Monday, June 20, 2016

Pre-deep aspect of deep learning

When you play with deep learning, you need data. In most examples, it’s prepared for you (e.g. mnist or cifer-10). For example, in tensorflow tutorial:

for i in range(1000):
  batch_xs, batch_ys = mnist.train.next_batch(100), feed_dict={x: batch_xs, y_: batch_ys})

“mnist.train.next_batch(100)”!! This is great. But how to do this on your own? That’s the issue I call “pre-deep”. It’s ironic when you realize spending more time on preprocessing part when you actually want to enjoy deep learning on your data. It shouldn’t be like that. My philosophy is, most of time should be spent on “deep” part: Find the best model architectures and parameters. Preprocessing should be quick and easy.

I summarize my thought on the issue here. This is kind of brainstorming to determine what kind of library I want. If developers of deep learning libraries see this, please consider to include that features. That’s the part most users wonder when they actually try on their own data. Perhaps it’s better to separate the preprocessing library from the framework so that users can also use with other deep learning frameworks.

Let’s use image classification. Let x a python instance that hides everything (i.e. I want to do “x.train.next_batch(100)” like tensorflow example). The library has the following functions.

User Input: We need to fix input data format to initialize x to feed our dataset. I can think two ways:

 1: Text file with path and class. i.e. each text line is
[path/to/image.jpeg], [label]
 2: Directory by classes. The directory will look like:
 What users can tune:

  • Network Input Size: fixed like 224*224, flexible but with maximum length, or only fix aspect ratio. 
  • Mean Image Subtraction: Precompute mean in advance and subtract or not. 
  • Dataset Split: Split dataset into train, validate, and test. Sometimes the data is already divided by the provider. In that case,  user can specify the setting when inputting the data.
  • Shuffle Dataset: After each epoch, the order of data should be shuffled. 
  • Data Augmentation: User can designate augmentations (flip, rotate, noise, etc) on either live or preprocessed. Looks like Keras has a similar feature.
  • In Memory or Not: Real large dataset does not fit on memory.
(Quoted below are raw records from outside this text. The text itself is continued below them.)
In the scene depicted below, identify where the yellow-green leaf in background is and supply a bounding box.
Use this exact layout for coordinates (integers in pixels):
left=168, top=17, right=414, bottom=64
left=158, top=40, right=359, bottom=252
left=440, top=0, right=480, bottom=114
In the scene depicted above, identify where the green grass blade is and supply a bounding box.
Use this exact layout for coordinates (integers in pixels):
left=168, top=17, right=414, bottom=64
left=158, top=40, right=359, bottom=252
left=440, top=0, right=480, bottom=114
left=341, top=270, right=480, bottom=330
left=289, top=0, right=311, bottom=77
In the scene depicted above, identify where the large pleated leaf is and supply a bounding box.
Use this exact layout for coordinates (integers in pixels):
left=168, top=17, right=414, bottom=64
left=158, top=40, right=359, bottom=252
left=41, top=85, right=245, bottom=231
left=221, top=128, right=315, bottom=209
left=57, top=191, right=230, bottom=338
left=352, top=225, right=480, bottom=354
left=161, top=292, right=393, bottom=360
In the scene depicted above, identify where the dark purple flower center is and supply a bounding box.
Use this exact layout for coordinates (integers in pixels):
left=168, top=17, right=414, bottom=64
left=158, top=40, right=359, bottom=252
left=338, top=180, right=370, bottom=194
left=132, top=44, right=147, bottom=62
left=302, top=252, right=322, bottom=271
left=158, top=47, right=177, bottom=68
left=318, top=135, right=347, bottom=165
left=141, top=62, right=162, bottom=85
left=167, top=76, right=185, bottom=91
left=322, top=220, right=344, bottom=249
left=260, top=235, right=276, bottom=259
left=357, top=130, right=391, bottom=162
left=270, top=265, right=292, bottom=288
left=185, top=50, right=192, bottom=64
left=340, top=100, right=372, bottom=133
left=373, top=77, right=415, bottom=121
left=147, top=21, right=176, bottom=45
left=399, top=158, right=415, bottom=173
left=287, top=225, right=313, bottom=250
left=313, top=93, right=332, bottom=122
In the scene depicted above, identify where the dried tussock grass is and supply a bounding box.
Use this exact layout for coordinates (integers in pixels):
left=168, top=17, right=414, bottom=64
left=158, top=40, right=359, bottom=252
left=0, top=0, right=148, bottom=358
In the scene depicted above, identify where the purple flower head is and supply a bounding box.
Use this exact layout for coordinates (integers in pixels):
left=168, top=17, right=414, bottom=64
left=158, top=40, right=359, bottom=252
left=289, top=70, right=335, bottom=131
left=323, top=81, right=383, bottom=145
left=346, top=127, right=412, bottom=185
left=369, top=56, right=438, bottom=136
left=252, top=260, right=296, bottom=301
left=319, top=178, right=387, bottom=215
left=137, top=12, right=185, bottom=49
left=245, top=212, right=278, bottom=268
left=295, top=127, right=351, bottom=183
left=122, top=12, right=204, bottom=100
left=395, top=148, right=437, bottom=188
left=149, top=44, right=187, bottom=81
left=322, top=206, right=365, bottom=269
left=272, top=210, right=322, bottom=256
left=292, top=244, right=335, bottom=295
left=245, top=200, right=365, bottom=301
It should have an option to use online loading. 
  • Image Storing Methods: I know storing raw image files on disk is not so efficient. Some people use lmdb or hdf5 format. So the library should be able to use them internally.  
  • Feature Extraction: Sometimes we only need features from middle layers such as after conv5_3 in VGG or before softmax in GoogleNet. The library should have a function to precompute the features. 

Note this is just the simplest case with only one label per image. But I still couldn’t find an easy library to do that. I know caffe has a part of the features I mentioned above, but it’s highly customized for caffe. Moreover, caffe is too complicated to install. Especially if you do not have root privilege like in university server, it’s almost impossible to install.

There are more complicated situations in real. I assumed image classification with one label now because the purpose of this post is to raise needs. After we have a library for that, we can think about extensions to deal with the situation: localization, multi labels, multi localization (image detection), or even detection with multi labels. Moreover, you might have captions or question answer pairs on images.

Another story is text processing with RNN. One famous issue is how to make a batch with different lengths of sequences (e.g. Keras have a padding function). But making padding with completely different size is not good because the padded part is actually waste of computational resource. So common practice is to make a batch with almost same length of sequences or sometimes even only with exactly same length. This requires pre indexing with sequence size. Moreover, after training, we need to use beam search to generate sequences. These parts should be also included in the library.

Lastly, I know this is not research. Just an engineering product. But it is true that researcher’s time is wasted on this routine part. I want to argue that there should be a unified library that you can do preprocessing without thinking the details. Just like we rarely implement backpropagation by ourselves now.

 Feel free to comment more features that you think preprocessing library should have.

Friday, January 1, 2016



さて、英語のキャプション生成の学習データ(MS COCO)を機械翻訳した上で、学習してみました。アルゴリズムは英語と全く同じです。短い文なので、機械翻訳でもそれなりのキャプションになるようです。

モデルは英語と同じgithub経由でダウンロード 可能です。詳しくは"I want to generate Japanese caption."の章を参照してください。


Sunday, December 20, 2015

Image caption generation by CNN and LSTM

I reproduced an image caption generation system at CVPR 2015 by google using chainer. If you give an image, the description of the image is generated. Here is some sample of generated captions. Note the images are from validation dataset, unseen images in the training.

It's not perfect, but makes sense for some.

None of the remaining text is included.